Phuket -
Die Behörden in Phuket haben eine dringende Katastrophenschutzanordnung erlassen, da sich die Provinz auf schwere Wetterbedingungen zwischen dem 19. und 21. Mai 2026 vorbereitet. Das Katastrophenschutzbüro der Provinz Phuket (DDPM Phuket) hat alle Bezirke, lokalen Verwaltungen und zuständigen Behörden angewiesen, rund um die Uhr in voller Alarmbereitschaft zu bleiben, um die Sicherheit der Einwohner und Touristen zu gewährleisten.

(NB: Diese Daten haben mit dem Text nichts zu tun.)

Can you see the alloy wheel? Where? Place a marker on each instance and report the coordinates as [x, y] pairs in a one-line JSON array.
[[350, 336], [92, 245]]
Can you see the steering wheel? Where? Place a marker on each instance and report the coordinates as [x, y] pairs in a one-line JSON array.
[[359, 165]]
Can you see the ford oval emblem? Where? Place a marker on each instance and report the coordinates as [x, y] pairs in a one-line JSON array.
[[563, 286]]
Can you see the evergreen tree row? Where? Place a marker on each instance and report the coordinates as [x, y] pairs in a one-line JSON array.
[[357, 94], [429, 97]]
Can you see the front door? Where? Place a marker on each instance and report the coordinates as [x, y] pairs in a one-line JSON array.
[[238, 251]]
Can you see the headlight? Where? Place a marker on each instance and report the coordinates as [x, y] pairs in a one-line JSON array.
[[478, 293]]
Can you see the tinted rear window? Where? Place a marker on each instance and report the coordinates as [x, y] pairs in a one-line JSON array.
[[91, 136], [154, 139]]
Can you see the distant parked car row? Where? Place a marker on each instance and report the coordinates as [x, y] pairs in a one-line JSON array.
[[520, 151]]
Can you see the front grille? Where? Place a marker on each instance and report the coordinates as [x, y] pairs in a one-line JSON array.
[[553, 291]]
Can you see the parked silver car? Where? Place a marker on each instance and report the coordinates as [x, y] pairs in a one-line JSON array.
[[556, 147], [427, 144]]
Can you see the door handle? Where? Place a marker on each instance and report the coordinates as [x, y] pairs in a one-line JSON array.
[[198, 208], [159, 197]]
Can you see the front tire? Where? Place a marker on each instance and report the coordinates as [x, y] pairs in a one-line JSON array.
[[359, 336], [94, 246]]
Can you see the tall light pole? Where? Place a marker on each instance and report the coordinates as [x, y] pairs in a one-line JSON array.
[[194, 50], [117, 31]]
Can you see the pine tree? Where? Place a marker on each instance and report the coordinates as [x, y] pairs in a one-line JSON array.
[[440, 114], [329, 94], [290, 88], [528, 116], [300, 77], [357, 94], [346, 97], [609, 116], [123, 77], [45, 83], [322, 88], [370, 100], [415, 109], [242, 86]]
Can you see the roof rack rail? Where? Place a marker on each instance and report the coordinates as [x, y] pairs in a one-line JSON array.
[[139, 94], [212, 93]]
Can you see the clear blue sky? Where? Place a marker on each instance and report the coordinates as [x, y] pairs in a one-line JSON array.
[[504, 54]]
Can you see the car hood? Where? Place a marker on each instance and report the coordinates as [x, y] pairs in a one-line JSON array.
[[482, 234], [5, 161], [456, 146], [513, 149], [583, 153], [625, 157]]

Der nationale Wetterdienst DDPM hat in Abstimmung mit dem Meteorologischen Zentrum der Südwestküste starke bis sehr starke Regenfälle und heftige Monsunwinde über der oberen Andamanensee vorhergesagt. Besonders betroffen sein werden voraussichtlich Ranong, Phang Nga und Phuket, wo die Gefahr von Sturzfluten, Erdrutschen und über die Ufer tretenden Flüssen besteht, insbesondere in Hanglagen und tiefer gelegenen Gebieten.
Sofortmaßnahmen
- Kontinuierliche Überwachung: Die örtlichen Behörden sind angewiesen, die Niederschlagsmenge und den Wasserstand genau zu überwachen, insbesondere in Gebieten, die anfällig für Erdrutsche sind.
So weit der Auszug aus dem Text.